National Novel Writing Month
November. The magical month where writers everywhere write a book in a month. Every year, I take part and I have only finished once, and I have to say it’s the worst story I have ever written.
I can’t even call it a novel because I was so goal oriented to meet the word count that it’s just a mush of 50,000 words.
So, what did I accomplish during this magical month of novel writing? I wrote 50,000 words and won the challenge of writing 50,000 words. However, winning the challenge produced nothing but jumbled words.
I’m glad I’m not alone. The statistics for the number of people participating in the NaNoWriMo challenge and the number of writers who actually complete and publish their novels from the challenge are minimal.
Besides the fact that November was a horrible month to choose for the challenge because it is a holiday month, and you lose at least a week of time. I suppose Christmas would be worse.

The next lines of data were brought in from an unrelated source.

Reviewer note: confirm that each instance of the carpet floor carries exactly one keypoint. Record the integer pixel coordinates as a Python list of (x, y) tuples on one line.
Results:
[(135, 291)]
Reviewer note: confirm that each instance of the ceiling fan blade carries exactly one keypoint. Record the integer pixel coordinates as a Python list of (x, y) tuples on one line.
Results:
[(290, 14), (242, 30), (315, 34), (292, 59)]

But worse than that is it’s encouraged to write an outline before November, which is an underline meaning that you are more likely to succeed if you have an outline.
What about the Pantsers?
It was 2004 when I first heard about NaNoWriMo (National Novel Writing Month), and I bought the book that the founder Chris Baty wrote, No Plot? No Problem–what I discovered after reading this book and winning the challenge is that if you’re a plotter (write an outline), it’s no problem. But if you’re a pantser (write by the seat of your pants), like me, it’s a tremendous problem. For plotters, this is the challenge for you.

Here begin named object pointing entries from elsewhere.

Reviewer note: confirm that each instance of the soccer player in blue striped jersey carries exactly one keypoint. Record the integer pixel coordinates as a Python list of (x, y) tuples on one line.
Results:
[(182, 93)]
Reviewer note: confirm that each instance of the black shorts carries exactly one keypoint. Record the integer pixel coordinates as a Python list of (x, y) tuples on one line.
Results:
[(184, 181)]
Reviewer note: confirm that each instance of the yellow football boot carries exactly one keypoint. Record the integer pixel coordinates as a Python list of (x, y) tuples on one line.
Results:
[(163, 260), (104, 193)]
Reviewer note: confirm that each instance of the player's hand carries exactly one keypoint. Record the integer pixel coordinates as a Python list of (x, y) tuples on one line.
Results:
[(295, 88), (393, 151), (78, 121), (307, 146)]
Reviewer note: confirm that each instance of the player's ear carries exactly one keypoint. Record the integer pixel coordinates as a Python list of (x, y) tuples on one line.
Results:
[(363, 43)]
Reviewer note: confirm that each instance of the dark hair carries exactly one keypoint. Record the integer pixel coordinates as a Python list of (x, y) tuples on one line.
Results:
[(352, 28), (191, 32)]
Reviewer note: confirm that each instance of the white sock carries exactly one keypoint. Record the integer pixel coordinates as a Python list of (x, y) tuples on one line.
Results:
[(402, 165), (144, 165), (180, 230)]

There are many people who say, I want to write a book; they try but fail. Mostly because it is hard work and people don’t expect that. If you think being a novelist and inventing a storyline and characters is simple work, you’re in for a rude awakening.

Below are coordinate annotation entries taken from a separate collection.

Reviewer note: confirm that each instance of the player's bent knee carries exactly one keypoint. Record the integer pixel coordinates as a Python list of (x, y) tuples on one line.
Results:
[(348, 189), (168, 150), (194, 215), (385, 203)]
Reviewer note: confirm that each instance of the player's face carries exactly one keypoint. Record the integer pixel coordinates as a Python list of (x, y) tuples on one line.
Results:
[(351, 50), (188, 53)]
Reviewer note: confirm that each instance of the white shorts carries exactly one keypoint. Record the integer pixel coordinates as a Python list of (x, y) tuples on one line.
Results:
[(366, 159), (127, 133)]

This is my experience with NaNoWriMo and I am sure not everyone shares the same tragedy I do and did. It’s still fun and I advertise it on Twitter for my writer friends to take part because even though it doesn’t work for me, it may work for another writer. If you’re interested in checking it out, here’s a link to their website Welcome | NaNoWriMo.
I still join the NaNoWriMo challenge every year, but I don’t stress over the word count anymore. When I produce 5,000 legible words in a month, I’m happy.